Prove: if x^2 is divisible by 3 then x is divisible by 3
Thanks so much anybody who can help me on this.
Fundamental Theorem of Arithmetic -- from Wolfram MathWorld
... in normal practice x indicates a real variable, for integer numers usually letters like n, m, i, j or k are used...
Kind regards
$\displaystyle \chi$ $\displaystyle \sigma$
What I say is that for an integer the letter 'n' is usually preferred to tghe letter 'x' and Your question should be written as: if $\displaystyle 3| n^{2}$ then $\displaystyle 3| n$...
Kind regards
$\displaystyle \chi$ $\displaystyle \sigma$
If $\displaystyle x^2$ is divisible by 3, then its prime factorization contains at least one 3. Since 3 is a prime number, it follows that x must also have a factor of 3.
(Since the question is about "divisibility", it is clear that x must be an integer so using "x" rather than "n" doesn't bother me.)
You want to prove: If $\displaystyle \displaystyle x^2$ is divisible by 3 then $\displaystyle \displaystyle x$ is divisible by 3.
The contrapositive of this is: If $\displaystyle \displaystyle x$ is not divisible by 3 then $\displaystyle \displaystyle x^2$ is not divisible by 3.
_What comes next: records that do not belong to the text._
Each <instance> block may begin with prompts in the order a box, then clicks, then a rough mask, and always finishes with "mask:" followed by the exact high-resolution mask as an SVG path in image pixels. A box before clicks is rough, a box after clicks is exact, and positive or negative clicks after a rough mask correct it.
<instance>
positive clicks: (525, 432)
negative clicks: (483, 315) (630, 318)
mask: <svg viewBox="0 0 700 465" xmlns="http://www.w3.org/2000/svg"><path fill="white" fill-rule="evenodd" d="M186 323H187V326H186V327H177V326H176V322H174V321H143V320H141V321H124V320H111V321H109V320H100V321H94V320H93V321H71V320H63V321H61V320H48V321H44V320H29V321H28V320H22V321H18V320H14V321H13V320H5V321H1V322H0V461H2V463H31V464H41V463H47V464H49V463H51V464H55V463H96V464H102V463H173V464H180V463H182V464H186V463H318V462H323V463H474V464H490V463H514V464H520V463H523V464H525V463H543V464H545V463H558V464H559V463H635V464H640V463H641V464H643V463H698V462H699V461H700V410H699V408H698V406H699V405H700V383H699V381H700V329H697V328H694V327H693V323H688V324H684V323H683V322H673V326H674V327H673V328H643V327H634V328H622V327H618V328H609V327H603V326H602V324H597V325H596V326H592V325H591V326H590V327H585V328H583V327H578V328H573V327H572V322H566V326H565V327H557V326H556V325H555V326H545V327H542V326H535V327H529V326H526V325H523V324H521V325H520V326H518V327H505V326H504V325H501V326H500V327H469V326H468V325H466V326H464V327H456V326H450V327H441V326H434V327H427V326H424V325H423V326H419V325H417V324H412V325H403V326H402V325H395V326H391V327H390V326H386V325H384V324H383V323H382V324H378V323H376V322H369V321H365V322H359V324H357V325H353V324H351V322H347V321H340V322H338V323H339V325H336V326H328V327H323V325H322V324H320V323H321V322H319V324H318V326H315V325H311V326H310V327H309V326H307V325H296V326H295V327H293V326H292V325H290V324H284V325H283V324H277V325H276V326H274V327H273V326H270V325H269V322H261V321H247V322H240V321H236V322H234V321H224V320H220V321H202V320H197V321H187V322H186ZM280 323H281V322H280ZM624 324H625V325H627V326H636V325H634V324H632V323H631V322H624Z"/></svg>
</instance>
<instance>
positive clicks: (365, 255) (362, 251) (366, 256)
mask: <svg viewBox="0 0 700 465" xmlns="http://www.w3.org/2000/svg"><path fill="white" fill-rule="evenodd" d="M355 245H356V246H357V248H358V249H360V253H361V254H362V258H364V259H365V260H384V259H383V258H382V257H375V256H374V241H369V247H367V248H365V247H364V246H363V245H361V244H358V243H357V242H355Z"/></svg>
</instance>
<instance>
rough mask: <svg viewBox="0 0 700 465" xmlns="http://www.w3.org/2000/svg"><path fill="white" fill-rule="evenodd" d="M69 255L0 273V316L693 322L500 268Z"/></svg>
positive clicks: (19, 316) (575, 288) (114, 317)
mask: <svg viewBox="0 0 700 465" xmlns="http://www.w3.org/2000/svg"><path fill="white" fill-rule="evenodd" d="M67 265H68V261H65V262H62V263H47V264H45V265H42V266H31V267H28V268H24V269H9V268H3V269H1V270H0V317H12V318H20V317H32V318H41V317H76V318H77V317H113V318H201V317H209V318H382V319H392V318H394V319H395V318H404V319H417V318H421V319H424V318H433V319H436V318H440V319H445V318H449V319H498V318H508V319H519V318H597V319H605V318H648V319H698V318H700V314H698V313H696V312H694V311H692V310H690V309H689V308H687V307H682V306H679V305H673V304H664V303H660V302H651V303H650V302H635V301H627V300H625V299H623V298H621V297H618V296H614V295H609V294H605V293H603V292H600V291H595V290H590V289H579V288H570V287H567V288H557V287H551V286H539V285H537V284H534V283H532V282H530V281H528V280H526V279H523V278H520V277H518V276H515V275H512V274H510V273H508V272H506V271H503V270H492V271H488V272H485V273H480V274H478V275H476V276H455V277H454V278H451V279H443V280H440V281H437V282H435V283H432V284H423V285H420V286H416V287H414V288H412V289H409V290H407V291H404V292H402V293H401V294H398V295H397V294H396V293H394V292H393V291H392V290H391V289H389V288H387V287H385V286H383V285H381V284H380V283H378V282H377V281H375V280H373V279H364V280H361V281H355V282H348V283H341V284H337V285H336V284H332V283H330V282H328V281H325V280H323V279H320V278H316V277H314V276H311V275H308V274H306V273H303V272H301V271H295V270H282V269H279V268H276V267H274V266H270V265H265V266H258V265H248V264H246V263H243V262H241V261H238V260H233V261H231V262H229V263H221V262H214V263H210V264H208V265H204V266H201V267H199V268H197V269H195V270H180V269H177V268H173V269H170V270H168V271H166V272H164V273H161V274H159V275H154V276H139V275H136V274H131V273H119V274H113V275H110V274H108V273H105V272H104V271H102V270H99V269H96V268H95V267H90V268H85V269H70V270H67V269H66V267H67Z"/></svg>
To prove the contrapositive, note that any integer can be written as $\displaystyle \displaystyle 3n, 3n+1$ or $\displaystyle \displaystyle 3n+2$, where $\displaystyle \displaystyle n$ is some other integer. Since we have said that $\displaystyle \displaystyle x$ is not divisible by $\displaystyle \displaystyle 3$, then we can let $\displaystyle \displaystyle x = 3n+1$ or $\displaystyle \displaystyle x = 3n+2$.
Case 1:
$\displaystyle \displaystyle \begin{align*} x &= 3n + 1 \\ x^2 &= (3n + 1)^2 \\ x^2 &= 9n^2 + 6n + 1 \\ x^2 &= 3(3n^2 + 2n) + 1 \end{align*}$
which is not divisible by 3.
Case 2:
$\displaystyle \displaystyle \begin{align*} x &= 3n + 2 \\ x^2 &= (3n + 2)^2 \\ x^2 &= 9n^2 + 12n + 4 \\ x^2 &= 9n^2 + 12n + 3 + 1 \\ x^2 &= 3(3n^2 + 4n + 1) + 1 \end{align*}$
which is not divisible by 3.
Since we have shown that if $\displaystyle \displaystyle x$ is not divisible by 3, then $\displaystyle \displaystyle x^2$ is not divisible by 3, the contrapositive is also true.
You are more than welcome. Just one thing though, you should note that proving a statement by proving the contrapositive is not considered a direct proof, but rather an indirect proof. However, I think it's important to see how often it is easier to prove something indirectly than directly.